Последние полчаса они сидели в темноте. Теперь патер Бартоломеу зажег свет.

— Я отпевал на кладбище. Адриана, его старшая сестра, пожелала так. Он упал на Руа-Аугуста, которую особенно любил, утром, в шесть, когда бессонница снова выгнала его на улицу. Какая-то женщина, выгуливавшая собаку, обнаружила его и вызвала скорую. Но к ее прибытию он был уже мертв. Кровь, прорвавшая аневризму и вылившаяся в мозг, навсегда потушила свет его разума.

Я тогда колебался, не знал, как ответить на просьбу Адрианы. «Погребение — дело живых, мертвых оно уже не касается», — как-то сказал он мне. Это было одно из его леденящих кровь заявлений.
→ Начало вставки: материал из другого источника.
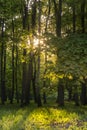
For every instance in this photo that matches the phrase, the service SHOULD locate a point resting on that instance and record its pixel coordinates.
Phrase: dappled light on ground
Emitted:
(46, 118)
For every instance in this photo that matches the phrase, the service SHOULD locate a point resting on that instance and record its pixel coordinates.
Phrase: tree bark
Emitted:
(60, 93)
(83, 2)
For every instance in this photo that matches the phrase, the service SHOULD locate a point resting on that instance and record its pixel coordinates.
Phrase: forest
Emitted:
(43, 64)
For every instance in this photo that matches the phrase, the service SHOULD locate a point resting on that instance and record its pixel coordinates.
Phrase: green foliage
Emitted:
(47, 118)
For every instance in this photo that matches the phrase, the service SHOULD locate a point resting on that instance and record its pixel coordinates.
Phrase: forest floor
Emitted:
(48, 117)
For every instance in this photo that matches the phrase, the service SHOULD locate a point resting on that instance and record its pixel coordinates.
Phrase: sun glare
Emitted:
(36, 41)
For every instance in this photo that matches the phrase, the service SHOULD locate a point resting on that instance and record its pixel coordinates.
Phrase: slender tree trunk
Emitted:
(34, 81)
(23, 78)
(58, 13)
(83, 96)
(60, 93)
(3, 65)
(13, 77)
(29, 78)
(83, 2)
(74, 17)
(16, 74)
(38, 61)
(25, 24)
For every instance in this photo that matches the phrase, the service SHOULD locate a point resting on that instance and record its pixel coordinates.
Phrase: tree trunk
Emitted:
(83, 94)
(60, 93)
(38, 60)
(3, 65)
(74, 17)
(34, 81)
(58, 12)
(16, 74)
(83, 2)
(13, 77)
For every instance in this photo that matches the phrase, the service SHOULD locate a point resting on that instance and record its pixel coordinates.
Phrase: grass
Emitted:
(49, 117)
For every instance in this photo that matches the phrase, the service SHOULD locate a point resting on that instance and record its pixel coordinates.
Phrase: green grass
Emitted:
(49, 117)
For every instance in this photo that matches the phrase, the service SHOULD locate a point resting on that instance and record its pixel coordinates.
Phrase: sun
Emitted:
(36, 42)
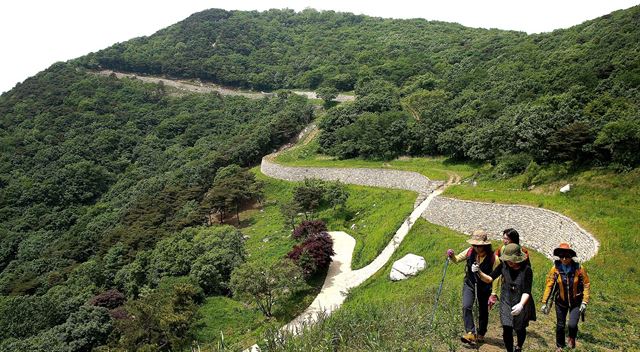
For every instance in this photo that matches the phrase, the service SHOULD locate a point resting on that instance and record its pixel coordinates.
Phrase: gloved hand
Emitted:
(475, 267)
(517, 309)
(492, 300)
(544, 309)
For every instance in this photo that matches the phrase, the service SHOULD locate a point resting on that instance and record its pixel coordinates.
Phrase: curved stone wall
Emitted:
(407, 180)
(540, 229)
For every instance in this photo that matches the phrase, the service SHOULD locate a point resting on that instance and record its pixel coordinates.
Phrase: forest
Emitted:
(570, 95)
(109, 187)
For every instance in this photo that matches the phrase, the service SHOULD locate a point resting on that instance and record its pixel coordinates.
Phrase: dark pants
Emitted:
(507, 337)
(561, 319)
(468, 297)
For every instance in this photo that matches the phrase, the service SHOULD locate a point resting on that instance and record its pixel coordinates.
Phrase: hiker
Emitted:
(508, 236)
(480, 252)
(517, 307)
(568, 285)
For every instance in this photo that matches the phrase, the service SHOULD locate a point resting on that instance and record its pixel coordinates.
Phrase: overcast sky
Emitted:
(36, 33)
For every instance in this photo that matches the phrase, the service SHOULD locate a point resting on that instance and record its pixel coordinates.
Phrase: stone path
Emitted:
(340, 278)
(407, 180)
(541, 229)
(201, 87)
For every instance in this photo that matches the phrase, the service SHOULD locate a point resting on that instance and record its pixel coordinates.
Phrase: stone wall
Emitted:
(540, 229)
(397, 179)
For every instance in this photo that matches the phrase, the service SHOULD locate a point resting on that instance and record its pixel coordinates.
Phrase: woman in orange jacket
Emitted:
(568, 284)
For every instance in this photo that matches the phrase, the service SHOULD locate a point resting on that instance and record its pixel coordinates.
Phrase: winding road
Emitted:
(540, 229)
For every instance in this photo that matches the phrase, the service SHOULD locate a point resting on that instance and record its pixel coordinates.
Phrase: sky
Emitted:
(37, 33)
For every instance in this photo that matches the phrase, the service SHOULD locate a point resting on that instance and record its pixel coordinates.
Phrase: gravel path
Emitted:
(539, 228)
(407, 180)
(201, 87)
(340, 278)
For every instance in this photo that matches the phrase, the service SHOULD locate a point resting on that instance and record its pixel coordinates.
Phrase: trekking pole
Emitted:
(478, 305)
(435, 305)
(552, 293)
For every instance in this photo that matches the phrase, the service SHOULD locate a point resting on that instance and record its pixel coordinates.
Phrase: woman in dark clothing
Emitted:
(517, 306)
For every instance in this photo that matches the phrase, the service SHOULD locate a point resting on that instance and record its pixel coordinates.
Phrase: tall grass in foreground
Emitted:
(404, 325)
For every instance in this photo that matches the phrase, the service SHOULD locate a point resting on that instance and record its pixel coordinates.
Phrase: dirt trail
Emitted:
(196, 86)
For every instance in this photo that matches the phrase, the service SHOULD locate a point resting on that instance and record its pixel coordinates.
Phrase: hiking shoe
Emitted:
(469, 338)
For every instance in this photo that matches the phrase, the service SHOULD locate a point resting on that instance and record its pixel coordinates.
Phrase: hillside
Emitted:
(498, 92)
(121, 199)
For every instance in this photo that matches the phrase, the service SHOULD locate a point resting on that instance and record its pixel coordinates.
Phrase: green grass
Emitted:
(607, 205)
(436, 168)
(377, 214)
(386, 315)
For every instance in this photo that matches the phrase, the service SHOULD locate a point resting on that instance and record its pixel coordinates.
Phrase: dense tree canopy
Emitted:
(102, 187)
(106, 183)
(470, 93)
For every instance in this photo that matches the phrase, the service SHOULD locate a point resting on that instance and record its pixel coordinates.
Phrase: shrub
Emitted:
(309, 228)
(512, 164)
(108, 299)
(314, 254)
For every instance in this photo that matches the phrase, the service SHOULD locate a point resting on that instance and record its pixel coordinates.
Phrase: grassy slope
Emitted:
(604, 203)
(306, 154)
(269, 240)
(608, 206)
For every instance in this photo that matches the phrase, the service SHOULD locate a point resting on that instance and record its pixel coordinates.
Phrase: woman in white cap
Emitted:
(517, 306)
(481, 253)
(569, 283)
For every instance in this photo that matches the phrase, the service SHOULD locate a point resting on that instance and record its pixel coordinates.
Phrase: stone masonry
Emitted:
(540, 229)
(407, 180)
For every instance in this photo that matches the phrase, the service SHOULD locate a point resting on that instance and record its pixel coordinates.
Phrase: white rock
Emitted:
(408, 265)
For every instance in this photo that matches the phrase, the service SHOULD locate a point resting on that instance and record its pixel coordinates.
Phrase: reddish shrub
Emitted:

За которые его многие опасались. Интересно, сейчас он рассуждал бы так же?

Так вот. Адриана, натуральный дракон, дракон, брюхом защищавший Амадеу, перед лицом его смерти вдруг предстала растерянной беспомощной девчонкой. Так что мне пришлось брать ответственность на себя. Стало быть, я решил исполнить ее волю. Мне предстояло найти слова, которые соответствовали бы его духу. После многих лет, в течение которых он не заглядывал мне через плечо, когда я готовил речи, он снова оказался здесь. Да, солнце его жизни закатилось, но мертвенно-бледный застывший лик требовал, от меня еще большего, чем жизнерадостное юношеское лицо мальчика из прошлого.

Моя речь над гробом была обращена не только к усопшему. Я знал, что на погребении будет О'Келли. В его присутствии было немыслимо произносить слова о Боге и о том, что О'Келли презрительно называл Его «пустыми обещаниями». Выход я нашел в том, чтобы говорить о моих впечатлениях об Амадеу и о том следе, который он оставил во всех, кто его знал, даже в своих врагах.

Многолюдье на кладбище было невероятным. Пришли все, кого он лечил, простые люди, которым он ни разу не выставил счет. Я позволил себе всего лишь одно религиозное слово «Амен!». И произнес его потому, что Амадеу его любил, и Хорхе знал это. Святое слово закончило панихиду в кладбищенской тишине. Никто не шелохнулся. Начался дождь. Люди плакали и падали друг другу на грудь. Ни один не ушел. Разверзлись врата небесные, и в мгновенье ока все вымокли до нитки. Но оставались стоять. Я подумал: «Стоя на своих налившихся свинцом ногах, они пытаются задержать время, не хотят, чтобы оно утекало дальше и с каждой секундой все безвозвратней уносило от них любимого врача». Наконец, после получаса почти полной неподвижности, зашевелились старики, которым было уже невмоготу стоять на затекших ногах. Но прошло еще не меньше часа, прежде чем кладбище опустело.

А когда я тоже собрался уходить, произошло нечто странное, что позже даже иногда мне снилось, нечто, напоминавшее сюрреалистичные кадры Бунюэля. Двое, мужчина и молодая дама неброской красоты, одновременно двинулись к свежей могиле с противоположных концов кладбища. Мужчиной был О'Келли, женщину я не знал. Не могу сказать почему, но я чувствовал: они знакомы. И не просто знакомы, а связаны какими-то узами, узами беды или трагедии, в которую был вовлечен и Амадеу. Они проделали примерно одинаковый путь до могилы, казалось, соизмеряя шаг, чтобы в одно время очутиться у цели. Однако за весь путь они ни разу не взглянули друг на друга, опустив глаза долу. То, что они избегали смотреть друг на друга, связывало их еще большей близостью, чем скрещенные взгляды. Они не смотрели друг на друга и тогда, когда стояли над гробом визави, но их дыхание будто шло в унисон. Возникло ощущение, что им надо остаться с покойным наедине, и я покинул их. До сей поры я не знаю, что за тайна связывала этих мужчину и женщину, и какое это имело отношение к Амадеу.